Polygon (MATIC) continues to face challenges as recent on-chain data reveals a significant spike in MATIC exchange supply.

The surge, primarily driven by a substantial deposit from a single whale, has raised concerns within the market. This article delves into the implications of increased supply on exchanges and explores the potential impact on Polygon’s value and price performance.

On-chain analytics firm Santiment reports that a whale deposited approximately $95 million worth of MATIC to Binance in the past day.

This transaction has directly influenced the “supply on exchanges” metric, which measures the percentage of circulating supply stored in centralized exchange wallets.

An upward trend in this metric often indicates selling-related intentions, potentially exerting bearish pressure on the asset’s value.

When the supply on exchanges rises, it signifies a net influx of coins into exchange wallets.
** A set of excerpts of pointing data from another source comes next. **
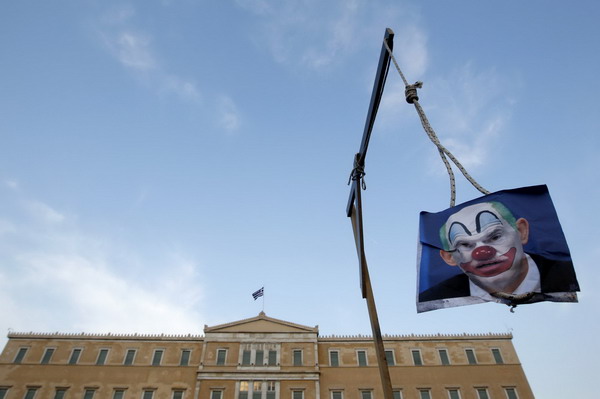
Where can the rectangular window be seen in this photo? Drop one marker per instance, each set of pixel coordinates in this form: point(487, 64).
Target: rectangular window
point(417, 357)
point(185, 357)
point(424, 394)
point(272, 358)
point(271, 393)
point(444, 359)
point(453, 394)
point(260, 357)
point(471, 356)
point(102, 357)
point(47, 355)
point(20, 355)
point(129, 357)
point(157, 358)
point(511, 393)
point(246, 358)
point(389, 356)
point(497, 356)
point(334, 358)
point(257, 390)
point(482, 393)
point(221, 356)
point(75, 356)
point(243, 390)
point(297, 357)
point(362, 358)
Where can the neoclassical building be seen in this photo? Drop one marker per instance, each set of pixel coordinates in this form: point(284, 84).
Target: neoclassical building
point(258, 358)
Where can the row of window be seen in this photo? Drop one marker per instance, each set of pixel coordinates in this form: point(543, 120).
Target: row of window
point(90, 393)
point(128, 359)
point(361, 357)
point(256, 390)
point(258, 357)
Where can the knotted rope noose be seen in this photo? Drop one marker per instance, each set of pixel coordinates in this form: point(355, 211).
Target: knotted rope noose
point(413, 98)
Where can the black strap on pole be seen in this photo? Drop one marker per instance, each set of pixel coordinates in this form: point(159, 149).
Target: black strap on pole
point(354, 210)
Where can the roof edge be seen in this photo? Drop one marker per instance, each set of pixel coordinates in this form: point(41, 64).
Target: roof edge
point(261, 316)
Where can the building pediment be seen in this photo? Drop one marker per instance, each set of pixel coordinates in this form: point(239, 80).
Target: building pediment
point(260, 324)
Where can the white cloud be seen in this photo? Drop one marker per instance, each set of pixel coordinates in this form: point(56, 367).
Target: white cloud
point(133, 51)
point(468, 110)
point(313, 35)
point(133, 48)
point(43, 212)
point(185, 89)
point(55, 276)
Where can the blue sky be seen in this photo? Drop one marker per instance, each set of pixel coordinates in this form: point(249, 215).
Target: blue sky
point(161, 160)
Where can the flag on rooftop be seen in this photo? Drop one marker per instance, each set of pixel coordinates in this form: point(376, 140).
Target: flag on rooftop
point(258, 293)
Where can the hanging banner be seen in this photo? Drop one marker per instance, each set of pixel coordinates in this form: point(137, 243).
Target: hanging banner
point(506, 247)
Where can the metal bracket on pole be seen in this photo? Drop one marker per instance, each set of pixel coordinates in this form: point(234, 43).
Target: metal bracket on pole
point(354, 211)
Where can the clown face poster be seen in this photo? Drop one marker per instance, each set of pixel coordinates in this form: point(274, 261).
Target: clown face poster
point(506, 247)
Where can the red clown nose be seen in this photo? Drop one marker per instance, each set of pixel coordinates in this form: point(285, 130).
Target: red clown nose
point(484, 252)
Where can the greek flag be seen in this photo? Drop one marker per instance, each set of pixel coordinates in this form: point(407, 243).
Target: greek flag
point(258, 293)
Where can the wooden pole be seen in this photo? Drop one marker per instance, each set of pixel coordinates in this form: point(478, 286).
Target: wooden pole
point(356, 217)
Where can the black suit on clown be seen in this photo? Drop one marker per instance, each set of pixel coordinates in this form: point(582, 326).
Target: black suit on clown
point(555, 276)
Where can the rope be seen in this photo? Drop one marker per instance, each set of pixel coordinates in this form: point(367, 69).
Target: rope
point(413, 98)
point(358, 173)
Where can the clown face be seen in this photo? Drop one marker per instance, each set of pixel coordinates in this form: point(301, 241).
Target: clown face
point(487, 247)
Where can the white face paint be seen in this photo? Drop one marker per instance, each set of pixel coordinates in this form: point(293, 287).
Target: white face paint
point(486, 247)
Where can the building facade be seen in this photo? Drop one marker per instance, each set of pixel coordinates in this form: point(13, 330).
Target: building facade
point(258, 358)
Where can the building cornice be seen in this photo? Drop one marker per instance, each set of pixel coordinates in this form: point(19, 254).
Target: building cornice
point(107, 336)
point(416, 337)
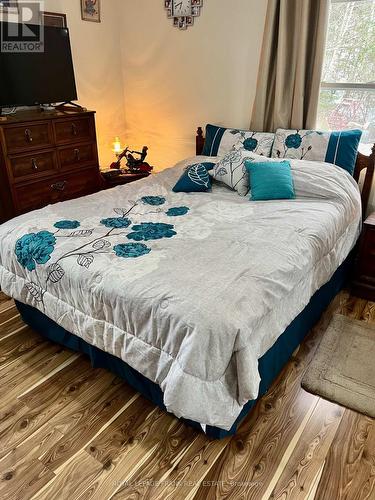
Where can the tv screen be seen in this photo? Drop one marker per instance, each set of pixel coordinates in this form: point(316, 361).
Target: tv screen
point(31, 78)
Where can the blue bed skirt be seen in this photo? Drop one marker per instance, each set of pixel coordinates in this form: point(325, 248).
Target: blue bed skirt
point(270, 364)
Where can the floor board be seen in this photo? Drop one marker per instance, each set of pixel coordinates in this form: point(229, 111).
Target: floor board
point(70, 432)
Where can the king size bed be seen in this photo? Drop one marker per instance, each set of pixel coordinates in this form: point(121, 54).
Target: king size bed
point(196, 299)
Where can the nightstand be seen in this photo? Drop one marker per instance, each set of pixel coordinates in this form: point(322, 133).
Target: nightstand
point(119, 180)
point(364, 276)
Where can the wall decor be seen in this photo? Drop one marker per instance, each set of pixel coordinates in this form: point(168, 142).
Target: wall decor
point(9, 6)
point(90, 10)
point(183, 12)
point(54, 19)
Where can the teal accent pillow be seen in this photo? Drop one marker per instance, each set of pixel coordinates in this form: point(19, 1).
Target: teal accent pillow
point(339, 148)
point(195, 179)
point(271, 180)
point(220, 140)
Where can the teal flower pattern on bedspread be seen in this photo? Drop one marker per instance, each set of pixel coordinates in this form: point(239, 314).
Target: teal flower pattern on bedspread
point(131, 250)
point(35, 248)
point(106, 236)
point(177, 211)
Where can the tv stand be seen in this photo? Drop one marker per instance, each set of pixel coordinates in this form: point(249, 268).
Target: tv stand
point(65, 106)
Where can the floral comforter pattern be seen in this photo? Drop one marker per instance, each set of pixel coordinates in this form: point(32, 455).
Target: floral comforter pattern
point(188, 289)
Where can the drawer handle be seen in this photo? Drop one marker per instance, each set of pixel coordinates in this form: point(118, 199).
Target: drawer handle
point(59, 186)
point(28, 135)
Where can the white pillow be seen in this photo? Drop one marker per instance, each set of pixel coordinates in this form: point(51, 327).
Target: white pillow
point(231, 169)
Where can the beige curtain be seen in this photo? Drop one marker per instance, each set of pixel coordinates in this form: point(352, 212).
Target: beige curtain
point(290, 65)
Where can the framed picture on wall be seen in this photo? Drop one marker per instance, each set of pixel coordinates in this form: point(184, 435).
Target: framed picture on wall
point(90, 10)
point(9, 6)
point(54, 19)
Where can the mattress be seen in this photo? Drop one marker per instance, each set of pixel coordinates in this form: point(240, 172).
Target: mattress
point(188, 289)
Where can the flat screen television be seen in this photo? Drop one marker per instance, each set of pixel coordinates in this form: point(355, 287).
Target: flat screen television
point(32, 78)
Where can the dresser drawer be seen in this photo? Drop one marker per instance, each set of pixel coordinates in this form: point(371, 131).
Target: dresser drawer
point(34, 195)
point(77, 156)
point(75, 129)
point(28, 136)
point(32, 165)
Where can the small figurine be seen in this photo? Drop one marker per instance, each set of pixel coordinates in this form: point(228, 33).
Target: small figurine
point(134, 164)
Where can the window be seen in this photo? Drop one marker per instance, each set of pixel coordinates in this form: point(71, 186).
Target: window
point(347, 95)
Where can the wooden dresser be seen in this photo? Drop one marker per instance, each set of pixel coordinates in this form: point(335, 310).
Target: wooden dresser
point(46, 158)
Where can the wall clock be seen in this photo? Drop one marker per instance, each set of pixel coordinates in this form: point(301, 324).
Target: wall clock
point(183, 12)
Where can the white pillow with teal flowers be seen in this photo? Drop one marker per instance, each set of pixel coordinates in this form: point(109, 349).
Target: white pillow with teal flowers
point(231, 169)
point(339, 148)
point(219, 141)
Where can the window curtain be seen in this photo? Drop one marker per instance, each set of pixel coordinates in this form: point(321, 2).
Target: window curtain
point(290, 65)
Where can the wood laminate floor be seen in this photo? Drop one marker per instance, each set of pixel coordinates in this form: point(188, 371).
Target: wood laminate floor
point(70, 432)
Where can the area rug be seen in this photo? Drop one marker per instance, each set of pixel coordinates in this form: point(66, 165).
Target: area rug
point(343, 369)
Conversely, decreasing values suggest investors are withdrawing their coins, potentially indicative of accumulation and bullish sentiment.

The recent graph demonstrates a rapid surge in Polygon’s supply on exchanges, largely attributed to the substantial deposit made by the whale to Binance.

As a result, the indicator has reached approximately 9.43%, implying that over 9% of Polygon’s circulating supply is now held within exchange wallets.

In the past few days, the digital asset sector experienced a price crash following news of the US Securities and Exchange Commission (SEC) filing a lawsuit against Binance and its CEO for alleged fraud.

While the broader market displayed signs of recovery, with Bitcoin briefly surpassing $27,000, Polygon struggled to generate a positive momentum.